Callaway Golf Company (CALY) Status Update summary

Event summary combining transcript, slides, and related documents.

Logotype for Callaway Golf Company

Status Update summary

22 Jan, 2026

Transaction Overview and Rationale

  • Announced intent to separate into two independent companies: Callaway (golf equipment, active lifestyle, Toptracer) and Topgolf (venue-based golf entertainment), targeting completion in the second half of 2025.

  • The separation is expected to be executed via a tax-free spin-off of Topgolf to shareholders, with at least 80.1% of Topgolf shares distributed to existing shareholders; other options, including a sale, remain under consideration to maximize shareholder value.

  • The transaction aims to enhance strategic focus, simplify operations, and create distinct investment theses for each business, with both companies expected to be free cash flow positive and maintain strong financial positions.

  • Callaway will be led by Chip Brewer and Topgolf by Artie Starrs post-separation.

  • Transaction is subject to customary regulatory, board, and tax authority approvals, with no shareholder approval required.

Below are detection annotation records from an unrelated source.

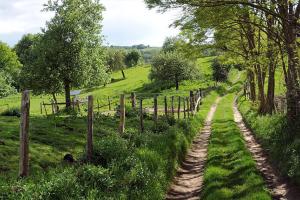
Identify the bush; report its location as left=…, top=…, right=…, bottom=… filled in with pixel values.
left=212, top=59, right=231, bottom=82
left=149, top=52, right=199, bottom=90
left=1, top=108, right=21, bottom=117
left=239, top=99, right=300, bottom=184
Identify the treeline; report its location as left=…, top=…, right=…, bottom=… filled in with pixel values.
left=0, top=0, right=146, bottom=107
left=145, top=0, right=300, bottom=130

Business Profiles and Financials

  • Callaway will focus on golf equipment, active lifestyle brands, and Toptracer, with $2.5 billion in revenue over the last 12 months through Q2 2024 and leading market positions in golf clubs and balls.

  • Topgolf will operate over 100 venues globally, with $1.8 billion in revenue in the last 12 months through Q2 2024, and will prioritize profitable growth and new venue development.

  • Toptracer will remain part of Callaway due to customer and end-user alignment, with doubled bay count since 2021 and ongoing innovation.

  • Both companies are expected to maintain strong market positions and leverage their respective growth opportunities.

  • FY24 guidance: Topgolf revenue ~$1.8B, adjusted EBITDA ~$310M; Callaway revenue $2.4B, adjusted EBITDA $260-280M.

Capital Structure and Financial Strategy

  • All financial debt, including term loan and convertible notes, will remain with Callaway; Topgolf will have no financial debt but retain venue financing obligations and will be funded with approximately $200 million in cash at separation.

  • Callaway aims to reduce leverage to three times or lower net debt to EBITDA within 12 months post-separation, using free cash flow and any retained Topgolf stake.

  • Topgolf targets a 50-60% payback period of ~2.5 years and 18-22% target cash-on-cash returns.

  • Both companies are expected to be free cash flow positive in 2025 and fund their own growth and capital priorities.

  • Net dis-synergies from the separation estimated at ~$25 million, with transaction expenses of ~$50 million.